Trying to attract new users, you shouldn’t forget about keeping the existing ones engaged. Predicting client attrition by trading activity, increased number of support requests, and other factors will help identify the users who aren’t satisfied with the platform or service. Brokers can also keep these users engaged with their platform by sending them automatically generated personalised emails.
Issues that AI and ML Can Solve in Fintech
– Anti-fraud practice
– AI search for data in corporate systems: defining the essence of search requests and search for documents with vital information
– Virtual assistants for finance planning
– Collecting information from news/social networks for fundamental analysis
– Processing market data/indices for technical analysis
– Consulting on medium-term investment
– Managing and diversifying portfolio
– Comparing analysts and checking their performance when choosing the best strategies for mirror trading
– Building behavioural patterns of market shocks
– Detecting market manipulation and collusion
Human-in-the-Loop vs.
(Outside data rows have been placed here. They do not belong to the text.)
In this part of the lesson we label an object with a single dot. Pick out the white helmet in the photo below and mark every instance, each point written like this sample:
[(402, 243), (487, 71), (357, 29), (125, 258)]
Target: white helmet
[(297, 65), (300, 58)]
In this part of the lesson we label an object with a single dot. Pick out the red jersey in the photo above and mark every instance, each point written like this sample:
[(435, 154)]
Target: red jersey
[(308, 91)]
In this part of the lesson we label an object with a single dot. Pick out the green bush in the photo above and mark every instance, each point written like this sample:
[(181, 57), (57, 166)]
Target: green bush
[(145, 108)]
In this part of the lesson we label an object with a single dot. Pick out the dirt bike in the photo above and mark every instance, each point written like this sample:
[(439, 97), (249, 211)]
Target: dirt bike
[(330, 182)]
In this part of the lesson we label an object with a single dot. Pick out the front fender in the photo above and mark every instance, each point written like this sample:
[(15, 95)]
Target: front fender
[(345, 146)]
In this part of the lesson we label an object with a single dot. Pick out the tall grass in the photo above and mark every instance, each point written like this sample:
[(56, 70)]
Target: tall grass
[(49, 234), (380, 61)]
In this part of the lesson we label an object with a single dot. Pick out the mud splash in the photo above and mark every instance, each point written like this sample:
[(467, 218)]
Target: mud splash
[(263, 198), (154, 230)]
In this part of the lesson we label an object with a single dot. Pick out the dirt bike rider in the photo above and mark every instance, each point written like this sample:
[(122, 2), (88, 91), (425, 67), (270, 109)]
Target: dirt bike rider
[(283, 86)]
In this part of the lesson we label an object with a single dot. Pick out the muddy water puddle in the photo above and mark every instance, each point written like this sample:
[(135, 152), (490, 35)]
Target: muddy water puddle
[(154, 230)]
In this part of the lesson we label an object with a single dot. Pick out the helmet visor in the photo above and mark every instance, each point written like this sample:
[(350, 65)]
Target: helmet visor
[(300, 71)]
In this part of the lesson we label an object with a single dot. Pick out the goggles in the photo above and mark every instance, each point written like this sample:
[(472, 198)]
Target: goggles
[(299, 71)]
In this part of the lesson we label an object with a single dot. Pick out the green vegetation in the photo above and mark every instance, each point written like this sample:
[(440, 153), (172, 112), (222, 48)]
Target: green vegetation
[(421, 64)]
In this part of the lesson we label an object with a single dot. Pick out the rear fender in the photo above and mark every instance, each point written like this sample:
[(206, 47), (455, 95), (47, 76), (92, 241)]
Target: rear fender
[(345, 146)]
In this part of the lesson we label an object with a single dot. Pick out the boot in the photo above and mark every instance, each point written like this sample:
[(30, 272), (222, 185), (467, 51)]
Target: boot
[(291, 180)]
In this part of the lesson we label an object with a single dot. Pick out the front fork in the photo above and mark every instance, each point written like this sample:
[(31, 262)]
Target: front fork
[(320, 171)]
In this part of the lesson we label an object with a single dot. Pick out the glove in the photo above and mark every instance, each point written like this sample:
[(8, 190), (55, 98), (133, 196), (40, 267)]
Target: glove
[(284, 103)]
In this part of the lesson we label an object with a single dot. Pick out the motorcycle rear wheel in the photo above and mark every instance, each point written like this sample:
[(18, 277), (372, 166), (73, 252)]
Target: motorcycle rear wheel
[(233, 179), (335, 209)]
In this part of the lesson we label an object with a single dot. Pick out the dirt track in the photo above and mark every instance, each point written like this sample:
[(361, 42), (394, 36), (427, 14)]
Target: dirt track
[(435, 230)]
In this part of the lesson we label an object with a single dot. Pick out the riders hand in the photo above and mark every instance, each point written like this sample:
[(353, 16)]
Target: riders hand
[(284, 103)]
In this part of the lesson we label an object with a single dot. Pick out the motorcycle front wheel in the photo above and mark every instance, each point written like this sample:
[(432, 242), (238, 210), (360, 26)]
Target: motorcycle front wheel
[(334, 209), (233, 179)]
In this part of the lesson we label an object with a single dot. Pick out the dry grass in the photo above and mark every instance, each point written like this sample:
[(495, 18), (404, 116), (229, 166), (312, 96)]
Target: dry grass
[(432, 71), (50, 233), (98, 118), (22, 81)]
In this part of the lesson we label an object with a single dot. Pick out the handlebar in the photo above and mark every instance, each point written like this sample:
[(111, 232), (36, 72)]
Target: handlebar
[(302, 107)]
Fully Automated AI
Much of what is available on the market comes with significant limitations compared to expectations. If you want to decide on an ML solution that suits your needs, you’ll need to understand the difference between human-in-the-loop and fully-automated technology.
Here are 3 available options:
1. AI Assistance: Provides information for decision-making
Example: ML models can analyse information from multiple different data sources. Then, they’ll provide traders with aggregated results about market sentiment regarding specific instruments. Traders can use obtained information to decide on buying, for example.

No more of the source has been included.